Monitoring RFT training
Monitor key metrics during training to ensure effective learning and identify potential issues early.
Topics
Key metrics to track
Monitor the following metrics using MlFlow during training:
Reward metrics:
-
Average reward score: Overall quality of model responses (should increase over time)
-
Reward distribution: Percentage of responses receiving high, medium, and low rewards
-
Training vs. validation rewards: Compare to detect overfitting
Training metrics:
-
Policy updates: Number of successful weight updates
-
Rollout completion rate: Percentage of samples successfully evaluated
Concerning patterns:
-
Rewards plateauing (indicates poor learning)
-
Validation rewards dropping while training rewards increase (overfitting)
-
Reward variance increasing significantly over time (instability)
-
High percentage of reward function errors (implementation issues)
When to stop training:
-
Target performance metrics are achieved
-
Rewards plateau and no longer improve
-
Validation performance degrades (overfitting detected)
-
Maximum training budget is reached
Hyperparameter guidance
Use the following recommended hyperparameters based on your training approach:
General:
-
Epochs: 1
-
Learning rate (lr): 1e-7
-
Number of generations: 8
-
Max new tokens: 8192
-
Batch size: 256
LoRA (Low-Rank Adaptation):
-
LoRA Rank: 32
Note
Adjust these values based on your dataset size and validation performance.
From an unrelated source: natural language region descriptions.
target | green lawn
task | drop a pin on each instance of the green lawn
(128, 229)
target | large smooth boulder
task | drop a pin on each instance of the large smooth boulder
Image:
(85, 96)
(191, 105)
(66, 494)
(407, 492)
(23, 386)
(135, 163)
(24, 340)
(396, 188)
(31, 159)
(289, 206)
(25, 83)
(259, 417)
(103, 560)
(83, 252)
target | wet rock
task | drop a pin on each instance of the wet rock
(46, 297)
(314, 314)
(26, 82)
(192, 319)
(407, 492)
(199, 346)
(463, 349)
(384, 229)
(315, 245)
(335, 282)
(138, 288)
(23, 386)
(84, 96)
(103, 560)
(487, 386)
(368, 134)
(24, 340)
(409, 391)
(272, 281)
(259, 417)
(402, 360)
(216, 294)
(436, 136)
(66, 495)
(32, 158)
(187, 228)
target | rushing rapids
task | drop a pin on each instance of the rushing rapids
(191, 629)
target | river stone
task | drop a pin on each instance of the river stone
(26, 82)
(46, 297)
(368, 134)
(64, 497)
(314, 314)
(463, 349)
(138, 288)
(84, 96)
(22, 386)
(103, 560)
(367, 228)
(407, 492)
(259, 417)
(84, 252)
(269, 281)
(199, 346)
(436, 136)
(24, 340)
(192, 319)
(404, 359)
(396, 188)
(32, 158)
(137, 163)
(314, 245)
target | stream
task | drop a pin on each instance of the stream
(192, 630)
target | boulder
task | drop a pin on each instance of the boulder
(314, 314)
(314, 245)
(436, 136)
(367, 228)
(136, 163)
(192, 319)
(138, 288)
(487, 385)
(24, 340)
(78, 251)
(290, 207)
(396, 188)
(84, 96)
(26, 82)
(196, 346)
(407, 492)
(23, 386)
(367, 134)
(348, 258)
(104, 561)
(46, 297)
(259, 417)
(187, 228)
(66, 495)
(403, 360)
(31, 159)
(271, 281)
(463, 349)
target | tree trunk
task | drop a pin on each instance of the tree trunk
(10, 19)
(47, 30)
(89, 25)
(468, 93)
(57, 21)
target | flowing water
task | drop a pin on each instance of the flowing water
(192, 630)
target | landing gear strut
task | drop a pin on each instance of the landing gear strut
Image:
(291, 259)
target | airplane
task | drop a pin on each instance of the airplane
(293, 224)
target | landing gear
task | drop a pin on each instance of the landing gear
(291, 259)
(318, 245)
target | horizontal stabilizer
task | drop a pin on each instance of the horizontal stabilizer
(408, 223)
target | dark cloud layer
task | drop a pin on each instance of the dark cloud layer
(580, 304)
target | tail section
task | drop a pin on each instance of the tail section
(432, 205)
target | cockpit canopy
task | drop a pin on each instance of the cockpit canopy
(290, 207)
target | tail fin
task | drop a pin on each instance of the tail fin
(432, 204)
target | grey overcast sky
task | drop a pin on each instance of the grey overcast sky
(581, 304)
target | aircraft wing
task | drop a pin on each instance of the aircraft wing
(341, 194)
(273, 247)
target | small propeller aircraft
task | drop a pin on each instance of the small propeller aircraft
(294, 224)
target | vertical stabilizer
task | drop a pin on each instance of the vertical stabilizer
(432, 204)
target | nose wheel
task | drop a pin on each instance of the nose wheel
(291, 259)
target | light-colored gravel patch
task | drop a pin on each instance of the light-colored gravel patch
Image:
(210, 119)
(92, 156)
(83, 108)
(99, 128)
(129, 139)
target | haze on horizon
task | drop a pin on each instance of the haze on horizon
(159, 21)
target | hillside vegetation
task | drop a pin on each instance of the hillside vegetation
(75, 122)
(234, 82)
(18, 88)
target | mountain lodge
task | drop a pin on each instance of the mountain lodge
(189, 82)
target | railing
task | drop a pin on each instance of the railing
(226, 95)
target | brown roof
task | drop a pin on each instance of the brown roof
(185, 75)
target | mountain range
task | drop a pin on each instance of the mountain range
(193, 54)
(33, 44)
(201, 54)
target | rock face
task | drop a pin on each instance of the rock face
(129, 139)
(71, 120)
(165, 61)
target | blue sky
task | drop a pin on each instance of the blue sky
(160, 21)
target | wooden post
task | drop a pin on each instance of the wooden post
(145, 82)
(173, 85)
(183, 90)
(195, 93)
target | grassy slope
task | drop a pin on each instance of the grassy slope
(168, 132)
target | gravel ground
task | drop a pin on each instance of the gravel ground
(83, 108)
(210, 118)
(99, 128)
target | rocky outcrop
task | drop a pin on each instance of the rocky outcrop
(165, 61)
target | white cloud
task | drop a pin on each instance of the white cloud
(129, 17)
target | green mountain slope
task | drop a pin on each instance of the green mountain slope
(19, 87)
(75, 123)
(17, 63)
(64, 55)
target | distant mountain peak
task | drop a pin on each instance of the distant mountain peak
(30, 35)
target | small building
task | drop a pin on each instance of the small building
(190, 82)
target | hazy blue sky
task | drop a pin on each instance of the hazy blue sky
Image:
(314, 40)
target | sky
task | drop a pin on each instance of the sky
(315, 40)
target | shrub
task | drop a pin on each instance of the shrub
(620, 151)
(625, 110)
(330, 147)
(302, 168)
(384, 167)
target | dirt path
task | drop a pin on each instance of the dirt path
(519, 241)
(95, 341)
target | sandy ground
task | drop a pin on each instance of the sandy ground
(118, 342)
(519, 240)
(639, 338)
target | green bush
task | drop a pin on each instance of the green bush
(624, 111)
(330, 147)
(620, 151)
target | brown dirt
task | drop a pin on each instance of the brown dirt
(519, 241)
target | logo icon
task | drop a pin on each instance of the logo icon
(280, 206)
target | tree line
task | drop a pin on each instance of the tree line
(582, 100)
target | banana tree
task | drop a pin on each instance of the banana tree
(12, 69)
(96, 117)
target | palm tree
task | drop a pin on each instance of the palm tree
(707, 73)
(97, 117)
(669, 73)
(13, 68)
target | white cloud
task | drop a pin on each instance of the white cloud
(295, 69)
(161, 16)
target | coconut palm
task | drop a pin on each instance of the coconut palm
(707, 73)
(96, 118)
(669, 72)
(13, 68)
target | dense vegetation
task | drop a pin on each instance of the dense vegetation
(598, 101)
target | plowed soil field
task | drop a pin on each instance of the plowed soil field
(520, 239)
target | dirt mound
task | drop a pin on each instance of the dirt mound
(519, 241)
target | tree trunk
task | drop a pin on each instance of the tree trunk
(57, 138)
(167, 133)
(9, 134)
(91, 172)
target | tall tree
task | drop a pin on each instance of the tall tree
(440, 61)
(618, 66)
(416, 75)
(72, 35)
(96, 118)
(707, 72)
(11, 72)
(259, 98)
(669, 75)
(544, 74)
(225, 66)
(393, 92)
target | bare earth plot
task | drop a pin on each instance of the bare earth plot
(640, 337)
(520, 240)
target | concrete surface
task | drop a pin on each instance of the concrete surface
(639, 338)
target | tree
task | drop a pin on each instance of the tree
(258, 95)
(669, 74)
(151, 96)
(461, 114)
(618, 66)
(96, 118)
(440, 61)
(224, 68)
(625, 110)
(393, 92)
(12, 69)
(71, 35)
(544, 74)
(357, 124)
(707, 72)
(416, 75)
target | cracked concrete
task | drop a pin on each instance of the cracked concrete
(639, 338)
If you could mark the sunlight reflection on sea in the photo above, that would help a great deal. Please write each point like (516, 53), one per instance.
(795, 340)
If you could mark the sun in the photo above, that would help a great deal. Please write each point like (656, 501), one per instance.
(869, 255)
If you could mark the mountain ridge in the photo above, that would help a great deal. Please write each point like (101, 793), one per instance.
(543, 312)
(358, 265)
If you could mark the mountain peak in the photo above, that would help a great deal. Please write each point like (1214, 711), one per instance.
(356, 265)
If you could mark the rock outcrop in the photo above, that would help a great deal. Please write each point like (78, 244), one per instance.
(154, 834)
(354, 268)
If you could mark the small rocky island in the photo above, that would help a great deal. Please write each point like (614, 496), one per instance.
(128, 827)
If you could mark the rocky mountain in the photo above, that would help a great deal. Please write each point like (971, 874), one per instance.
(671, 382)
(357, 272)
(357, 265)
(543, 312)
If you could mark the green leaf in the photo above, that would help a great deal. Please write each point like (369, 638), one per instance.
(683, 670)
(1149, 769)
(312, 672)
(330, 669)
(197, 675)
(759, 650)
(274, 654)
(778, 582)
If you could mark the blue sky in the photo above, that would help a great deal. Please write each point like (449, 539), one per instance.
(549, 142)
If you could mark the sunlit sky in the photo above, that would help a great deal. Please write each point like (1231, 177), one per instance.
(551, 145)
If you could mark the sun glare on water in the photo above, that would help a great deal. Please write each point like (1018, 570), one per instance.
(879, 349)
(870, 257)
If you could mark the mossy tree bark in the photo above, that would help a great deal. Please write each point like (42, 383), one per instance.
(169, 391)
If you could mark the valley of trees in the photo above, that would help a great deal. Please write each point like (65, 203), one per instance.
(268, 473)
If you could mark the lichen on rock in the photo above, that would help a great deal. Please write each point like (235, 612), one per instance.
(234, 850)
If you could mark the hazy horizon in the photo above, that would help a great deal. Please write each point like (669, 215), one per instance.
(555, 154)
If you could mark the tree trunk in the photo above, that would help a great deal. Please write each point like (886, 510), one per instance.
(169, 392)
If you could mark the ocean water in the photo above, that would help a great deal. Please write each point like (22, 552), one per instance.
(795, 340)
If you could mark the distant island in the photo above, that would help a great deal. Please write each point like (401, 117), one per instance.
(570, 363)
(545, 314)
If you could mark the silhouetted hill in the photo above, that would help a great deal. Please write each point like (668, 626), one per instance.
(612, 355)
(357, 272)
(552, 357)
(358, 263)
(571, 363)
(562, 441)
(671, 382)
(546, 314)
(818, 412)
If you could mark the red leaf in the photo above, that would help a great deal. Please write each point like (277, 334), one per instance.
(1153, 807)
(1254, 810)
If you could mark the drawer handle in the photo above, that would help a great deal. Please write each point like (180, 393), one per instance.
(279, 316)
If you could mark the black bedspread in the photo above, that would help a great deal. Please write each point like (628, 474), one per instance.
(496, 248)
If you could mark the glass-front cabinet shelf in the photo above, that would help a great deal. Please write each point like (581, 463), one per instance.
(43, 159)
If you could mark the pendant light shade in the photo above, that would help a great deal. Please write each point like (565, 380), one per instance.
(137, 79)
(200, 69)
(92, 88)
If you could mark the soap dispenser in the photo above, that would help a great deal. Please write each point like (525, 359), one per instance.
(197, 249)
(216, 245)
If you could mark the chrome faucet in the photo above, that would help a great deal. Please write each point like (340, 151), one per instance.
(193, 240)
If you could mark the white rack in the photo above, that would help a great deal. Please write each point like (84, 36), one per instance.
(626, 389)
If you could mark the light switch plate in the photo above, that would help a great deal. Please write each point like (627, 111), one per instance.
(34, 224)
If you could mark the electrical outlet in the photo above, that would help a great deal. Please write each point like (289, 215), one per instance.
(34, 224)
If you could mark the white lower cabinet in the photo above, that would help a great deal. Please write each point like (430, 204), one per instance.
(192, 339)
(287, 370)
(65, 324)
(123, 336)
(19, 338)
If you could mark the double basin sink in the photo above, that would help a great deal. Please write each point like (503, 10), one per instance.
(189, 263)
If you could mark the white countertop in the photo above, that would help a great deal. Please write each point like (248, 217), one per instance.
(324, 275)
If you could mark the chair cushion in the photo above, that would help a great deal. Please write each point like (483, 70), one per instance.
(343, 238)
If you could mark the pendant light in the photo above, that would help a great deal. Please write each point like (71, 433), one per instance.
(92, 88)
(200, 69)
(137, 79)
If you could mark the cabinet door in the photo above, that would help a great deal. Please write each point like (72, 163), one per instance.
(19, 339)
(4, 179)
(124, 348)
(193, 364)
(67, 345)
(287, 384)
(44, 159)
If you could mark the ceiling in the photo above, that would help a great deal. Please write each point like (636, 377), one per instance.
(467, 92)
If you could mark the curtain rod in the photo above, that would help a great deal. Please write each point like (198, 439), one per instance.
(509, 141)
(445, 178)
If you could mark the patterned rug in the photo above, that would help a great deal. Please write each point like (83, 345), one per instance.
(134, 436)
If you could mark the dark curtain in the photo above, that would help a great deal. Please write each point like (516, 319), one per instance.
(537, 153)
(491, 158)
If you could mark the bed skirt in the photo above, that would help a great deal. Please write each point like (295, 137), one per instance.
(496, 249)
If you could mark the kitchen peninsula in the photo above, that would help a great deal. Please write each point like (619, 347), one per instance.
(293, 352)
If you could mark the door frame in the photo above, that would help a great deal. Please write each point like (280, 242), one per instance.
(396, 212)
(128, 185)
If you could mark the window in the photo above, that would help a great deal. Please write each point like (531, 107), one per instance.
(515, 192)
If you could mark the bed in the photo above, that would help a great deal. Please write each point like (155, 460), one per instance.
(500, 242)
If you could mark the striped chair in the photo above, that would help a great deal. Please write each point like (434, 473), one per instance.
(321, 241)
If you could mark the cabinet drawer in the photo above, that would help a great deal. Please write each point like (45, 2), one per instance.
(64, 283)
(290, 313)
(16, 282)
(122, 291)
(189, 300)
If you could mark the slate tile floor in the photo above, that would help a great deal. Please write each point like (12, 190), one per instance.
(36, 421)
Monitor training metrics to prevent overfitting.
Evaluation after RFT
After training completes, evaluate your fine-tuned model to assess performance improvements:
-
Run RFT evaluation job: Use the checkpoint from your RFT training as the model
-
Compare to baseline: Evaluate both base model and fine-tuned model on the same test set
-
Analyze metrics: Review task-specific metrics (accuracy, reward scores, etc.)
-
Conduct qualitative review: Manually inspect sample outputs for quality
For detailed evaluation procedures, see the Evaluation section.
Using fine-tuned models
Accessing checkpoints:
After training completes, locate your checkpoint:
-
Navigate to your
output_pathin S3 -
Download and extract
output.tar.gz -
Open
manifest.json -
Copy the
checkpoint_s3_bucketvalue
Deploying for inference:
Use the checkpoint S3 path for inference or further training:
run: model_type: amazon.nova-2-lite-v1:0:256k model_name_or_path: "s3://customer-escrow-<account-number>-smtj-<unique-identifier>/<job-name>"
For deployment and inference instructions, refer to the Inference section.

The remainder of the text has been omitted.